Researchers at Symantec say one-click fraud scams targeting users on Google Play have added some new steps to their dance with Google Android users.
“Because of the success the scammers appear to be having, it seems a new player has come along to try their luck on the market,” Symantec researcher Joji Hamada blogged. “The new scam is a variation on the typical one-click fraud we see in Japan.”
“The new type not only requires clicks, but it also requires users to send an email in order to register to become a member of a service, call a given phone number to acquire a password, and enter the password to log into the fraudulent site,” he continued. “That’s quite a bit of work to get through just to be scammed. Once the user successfully logs into the site, they are charged an annual fee of 315,000 yen, which is equivalent to approximately US$3,150, for watching online adult videos without any obvious prior warning of the fee.”
During the past seven months, one-click scammers have published more than 1,200 suspicious applications on the Google Play app store, according to Hamada. Most were taken down the same day they were published, while others were able to persist undetected for a few days.

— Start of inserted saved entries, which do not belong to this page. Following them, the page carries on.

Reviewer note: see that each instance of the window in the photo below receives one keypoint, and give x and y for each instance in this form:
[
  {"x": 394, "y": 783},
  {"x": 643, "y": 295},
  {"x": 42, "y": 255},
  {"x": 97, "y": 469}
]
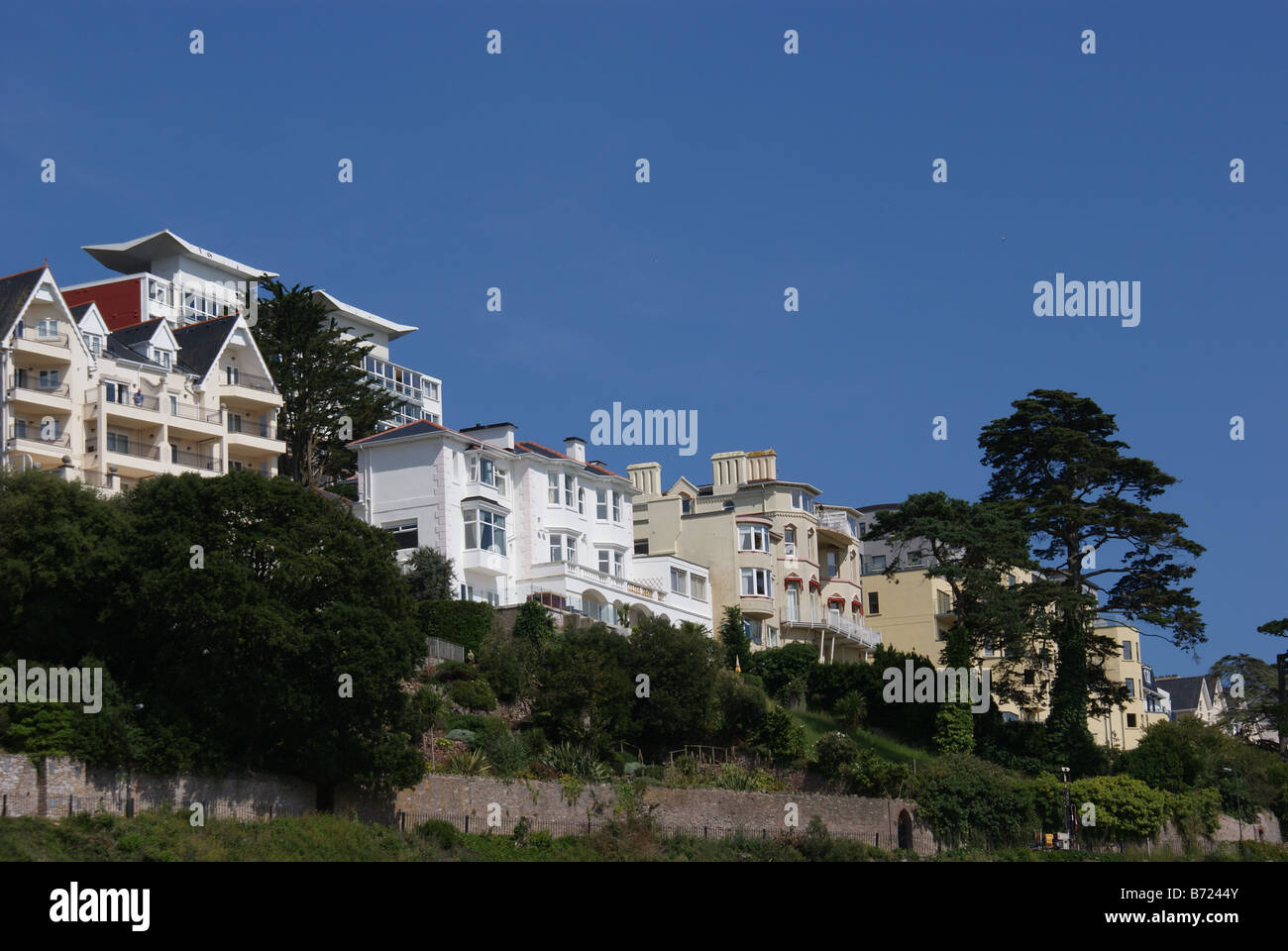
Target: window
[
  {"x": 563, "y": 548},
  {"x": 484, "y": 531},
  {"x": 752, "y": 538},
  {"x": 488, "y": 474},
  {"x": 756, "y": 581},
  {"x": 802, "y": 500},
  {"x": 404, "y": 534}
]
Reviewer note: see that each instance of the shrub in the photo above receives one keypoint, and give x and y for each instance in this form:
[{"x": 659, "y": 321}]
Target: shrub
[
  {"x": 851, "y": 709},
  {"x": 438, "y": 831},
  {"x": 782, "y": 737},
  {"x": 464, "y": 622},
  {"x": 473, "y": 694},
  {"x": 471, "y": 763},
  {"x": 833, "y": 752},
  {"x": 571, "y": 759}
]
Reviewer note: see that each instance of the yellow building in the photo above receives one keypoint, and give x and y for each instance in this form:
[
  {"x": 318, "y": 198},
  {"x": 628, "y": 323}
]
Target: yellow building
[{"x": 789, "y": 564}]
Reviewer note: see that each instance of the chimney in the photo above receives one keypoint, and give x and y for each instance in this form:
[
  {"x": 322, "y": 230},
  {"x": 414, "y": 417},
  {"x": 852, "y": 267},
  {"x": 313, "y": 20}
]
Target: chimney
[
  {"x": 763, "y": 466},
  {"x": 728, "y": 472},
  {"x": 575, "y": 448},
  {"x": 647, "y": 476}
]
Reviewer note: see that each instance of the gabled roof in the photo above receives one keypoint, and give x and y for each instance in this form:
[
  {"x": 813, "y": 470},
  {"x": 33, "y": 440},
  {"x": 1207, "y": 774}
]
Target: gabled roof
[
  {"x": 16, "y": 290},
  {"x": 537, "y": 449},
  {"x": 421, "y": 427},
  {"x": 202, "y": 343},
  {"x": 1185, "y": 690},
  {"x": 137, "y": 256}
]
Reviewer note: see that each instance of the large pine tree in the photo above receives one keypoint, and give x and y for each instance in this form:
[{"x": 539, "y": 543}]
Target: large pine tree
[
  {"x": 327, "y": 398},
  {"x": 1080, "y": 492}
]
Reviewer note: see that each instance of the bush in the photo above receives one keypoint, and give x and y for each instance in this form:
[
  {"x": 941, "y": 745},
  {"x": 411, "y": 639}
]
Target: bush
[
  {"x": 782, "y": 737},
  {"x": 473, "y": 694},
  {"x": 966, "y": 800},
  {"x": 438, "y": 831},
  {"x": 450, "y": 672},
  {"x": 464, "y": 622},
  {"x": 833, "y": 752}
]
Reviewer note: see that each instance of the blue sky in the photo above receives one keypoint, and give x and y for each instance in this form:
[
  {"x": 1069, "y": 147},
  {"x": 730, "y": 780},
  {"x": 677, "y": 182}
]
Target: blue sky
[{"x": 768, "y": 170}]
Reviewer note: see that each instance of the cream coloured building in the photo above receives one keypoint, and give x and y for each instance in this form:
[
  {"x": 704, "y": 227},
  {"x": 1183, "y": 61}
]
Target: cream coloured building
[
  {"x": 114, "y": 407},
  {"x": 790, "y": 564}
]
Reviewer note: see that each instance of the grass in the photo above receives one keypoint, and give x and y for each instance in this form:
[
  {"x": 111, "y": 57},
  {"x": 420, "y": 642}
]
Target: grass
[{"x": 167, "y": 836}]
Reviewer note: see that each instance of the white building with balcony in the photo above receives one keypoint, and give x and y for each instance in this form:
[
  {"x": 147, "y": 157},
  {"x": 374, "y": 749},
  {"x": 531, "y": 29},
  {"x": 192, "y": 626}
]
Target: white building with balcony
[
  {"x": 522, "y": 521},
  {"x": 115, "y": 407},
  {"x": 420, "y": 394}
]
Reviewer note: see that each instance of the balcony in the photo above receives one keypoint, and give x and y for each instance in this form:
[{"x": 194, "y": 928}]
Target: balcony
[
  {"x": 42, "y": 342},
  {"x": 833, "y": 622},
  {"x": 33, "y": 390},
  {"x": 240, "y": 388},
  {"x": 196, "y": 461}
]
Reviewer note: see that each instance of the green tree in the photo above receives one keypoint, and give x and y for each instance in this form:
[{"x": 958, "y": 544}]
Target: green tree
[
  {"x": 318, "y": 371},
  {"x": 733, "y": 635},
  {"x": 429, "y": 575},
  {"x": 1081, "y": 495},
  {"x": 681, "y": 664}
]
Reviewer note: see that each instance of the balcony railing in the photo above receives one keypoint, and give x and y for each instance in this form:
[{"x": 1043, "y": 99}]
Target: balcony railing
[
  {"x": 196, "y": 461},
  {"x": 249, "y": 380},
  {"x": 33, "y": 432},
  {"x": 265, "y": 431},
  {"x": 33, "y": 382},
  {"x": 129, "y": 449},
  {"x": 196, "y": 412},
  {"x": 835, "y": 622},
  {"x": 35, "y": 334}
]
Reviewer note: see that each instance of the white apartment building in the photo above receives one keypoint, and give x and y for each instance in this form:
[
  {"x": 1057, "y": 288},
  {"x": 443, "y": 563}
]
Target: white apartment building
[
  {"x": 420, "y": 394},
  {"x": 114, "y": 407},
  {"x": 522, "y": 521}
]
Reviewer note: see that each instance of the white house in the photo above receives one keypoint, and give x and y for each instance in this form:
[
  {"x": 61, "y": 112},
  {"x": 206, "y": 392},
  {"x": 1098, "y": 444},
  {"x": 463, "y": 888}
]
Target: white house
[{"x": 522, "y": 521}]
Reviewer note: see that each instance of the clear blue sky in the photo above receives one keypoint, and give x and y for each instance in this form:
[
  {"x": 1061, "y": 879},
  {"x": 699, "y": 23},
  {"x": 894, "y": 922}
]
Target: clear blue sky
[{"x": 768, "y": 170}]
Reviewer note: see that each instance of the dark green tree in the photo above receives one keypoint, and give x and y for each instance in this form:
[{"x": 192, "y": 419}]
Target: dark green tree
[
  {"x": 326, "y": 396},
  {"x": 733, "y": 635},
  {"x": 1081, "y": 493},
  {"x": 681, "y": 664},
  {"x": 429, "y": 575}
]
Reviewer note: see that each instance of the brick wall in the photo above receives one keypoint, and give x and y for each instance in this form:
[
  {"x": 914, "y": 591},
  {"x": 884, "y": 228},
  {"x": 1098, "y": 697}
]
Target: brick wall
[
  {"x": 451, "y": 797},
  {"x": 62, "y": 785}
]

In one instance, users who download and opened a particular app caused the browser to open an adult video site. If the user tries to play a video, they are required to register to become a member. Afterwards, the site returns an email with a link. Clicking on that takes the user to yet another service on a different site, Hamada explained.
“This time when a video is selected, the user is asked to enter a password to log in,” he wrote. “Clicking on ‘confirm password’ prepares the phone to make a call to a pre-determined number.”
“When the call is made to this number, an automated message tells the user the password,” he continued. “After logging into the site with the given password, a page appears on the browser informing the user of the registration details as well as notifying them of a whopping 315,000 yen annual fee due in three days.”
There is a hidden link to an end user licensing agreement on the page where the password is entered. The link is in the sentence that states that only adults were allowed to use the site, and is “very faint” compared to other text on the page, Hamada wrote.
“Because these apps only launch the browser to open certain sites, which request users to take additional steps to reach the final destination, it can almost be impossible for any system to confirm anything malicious about these apps,” he added. “The manual steps required in this scam is another strategy used to keep the apps on the market as long as possible.”